It’s also biodegradable and renewable for several years.
Is a Hydroponic Drip System Good for Tomatoes?
Drip systems are the most popular hydroponic style choice for growing tomatoes. This works by delivering the nutrient solution to the base of buckets or bags where seedlings are planted.
Grow stones/perlite are ideal growing media as these have the size and weight needed to support tomato root systems.
How Many Emitters Can I Put on a Drip Line?
This will depend on the number of plants you wish to grow, their spacing, and size.
Typically, there will be 1-2 drip emitters per plant depending on the plant size, which may work out at 30 emitters per drip line if you had 15 large plants along one line of tubing.

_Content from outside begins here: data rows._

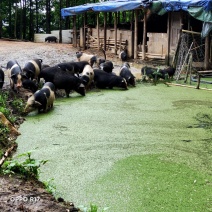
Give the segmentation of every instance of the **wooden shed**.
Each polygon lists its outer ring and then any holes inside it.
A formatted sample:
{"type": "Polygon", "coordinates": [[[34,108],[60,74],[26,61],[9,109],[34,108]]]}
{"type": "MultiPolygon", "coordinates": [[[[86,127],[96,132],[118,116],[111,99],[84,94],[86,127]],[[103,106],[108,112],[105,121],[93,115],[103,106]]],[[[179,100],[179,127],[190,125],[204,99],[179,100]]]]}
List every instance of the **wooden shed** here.
{"type": "MultiPolygon", "coordinates": [[[[73,44],[75,46],[77,45],[76,15],[91,11],[97,14],[97,24],[95,28],[88,28],[84,16],[84,26],[80,30],[80,46],[82,48],[104,48],[114,54],[118,54],[122,48],[126,48],[128,56],[131,58],[142,60],[156,58],[170,64],[172,58],[175,57],[182,30],[192,34],[195,31],[194,26],[199,25],[198,22],[201,27],[203,26],[205,20],[203,15],[199,15],[200,11],[207,14],[207,23],[212,25],[211,7],[210,0],[195,0],[194,2],[167,0],[163,1],[163,4],[161,1],[113,0],[64,8],[61,10],[61,15],[73,16],[73,44]],[[131,28],[128,30],[117,27],[117,13],[120,11],[132,11],[133,13],[131,28]],[[139,11],[143,13],[142,20],[139,20],[139,11]],[[103,28],[99,26],[100,12],[104,14],[103,28]],[[112,28],[107,26],[108,12],[114,13],[114,27],[112,28]]],[[[197,33],[201,35],[201,29],[197,30],[197,33]]],[[[210,30],[205,37],[204,66],[207,68],[211,63],[210,30]]]]}

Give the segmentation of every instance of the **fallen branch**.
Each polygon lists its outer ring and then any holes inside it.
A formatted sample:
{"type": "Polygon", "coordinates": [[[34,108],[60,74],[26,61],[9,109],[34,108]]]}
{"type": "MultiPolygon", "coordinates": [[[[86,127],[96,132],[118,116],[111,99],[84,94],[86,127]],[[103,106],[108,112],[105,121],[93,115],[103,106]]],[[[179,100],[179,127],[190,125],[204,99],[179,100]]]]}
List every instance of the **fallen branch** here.
{"type": "Polygon", "coordinates": [[[0,167],[3,165],[6,158],[9,156],[10,152],[14,149],[16,144],[12,145],[3,155],[2,159],[0,160],[0,167]]]}
{"type": "Polygon", "coordinates": [[[182,84],[177,84],[177,83],[165,83],[166,85],[174,85],[174,86],[180,86],[180,87],[186,87],[186,88],[195,88],[195,89],[200,89],[200,90],[206,90],[206,91],[212,91],[212,89],[208,88],[197,88],[195,86],[190,86],[190,85],[182,85],[182,84]]]}
{"type": "Polygon", "coordinates": [[[10,132],[13,135],[20,135],[21,133],[18,132],[18,130],[10,123],[9,120],[4,116],[2,112],[0,112],[0,123],[2,123],[4,126],[8,127],[10,132]]]}

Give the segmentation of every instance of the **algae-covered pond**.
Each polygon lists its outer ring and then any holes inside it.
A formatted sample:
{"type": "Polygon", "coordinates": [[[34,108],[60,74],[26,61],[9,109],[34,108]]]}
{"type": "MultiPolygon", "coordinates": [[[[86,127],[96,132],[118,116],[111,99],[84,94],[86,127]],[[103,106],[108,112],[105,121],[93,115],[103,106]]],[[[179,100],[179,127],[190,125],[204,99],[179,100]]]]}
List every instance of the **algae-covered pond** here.
{"type": "Polygon", "coordinates": [[[138,84],[55,101],[20,127],[17,154],[76,206],[212,211],[212,92],[138,84]]]}

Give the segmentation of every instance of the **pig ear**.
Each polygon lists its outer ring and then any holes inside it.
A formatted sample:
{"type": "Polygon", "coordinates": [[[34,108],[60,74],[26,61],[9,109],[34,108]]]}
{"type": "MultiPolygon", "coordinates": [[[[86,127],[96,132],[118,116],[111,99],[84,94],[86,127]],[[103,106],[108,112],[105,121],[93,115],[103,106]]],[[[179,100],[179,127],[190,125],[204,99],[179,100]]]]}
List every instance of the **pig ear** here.
{"type": "Polygon", "coordinates": [[[12,74],[11,76],[10,76],[10,78],[13,78],[15,76],[15,74],[12,74]]]}
{"type": "Polygon", "coordinates": [[[38,101],[35,101],[35,102],[34,102],[34,105],[37,106],[37,107],[39,107],[39,106],[41,106],[42,104],[41,104],[40,102],[38,102],[38,101]]]}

How To Build a Simple Hydroponic Drip System
Once you decide on the growing medium and number of plants to grow, it’s simply a matter of assembling the basic equipment to try growing a successful drip system garden!
Everest Fernandez from Just 4 Growers gives you an idea below of how this can be set up in your home on a modest scale.
For now though, here’s a rundown of steps toward creating a simple Recovery-drip system.
- A low, long opaque storage bin with lid
- 1 smaller storage tote
- 3½-gallon bucket with lid
- 1/4-inch spaghetti/vinyl tubing
- Hole drill saw kit
- Drain filter/strainer
- Small water pump & timer
- Plant pot & growing medium
- Nutrient solution
Drill a large drain hole into the base of the bucket to allow run-off to drain into a reservoir and place a drain filter/strainer in the hole to prevent the roots/grow media from escaping.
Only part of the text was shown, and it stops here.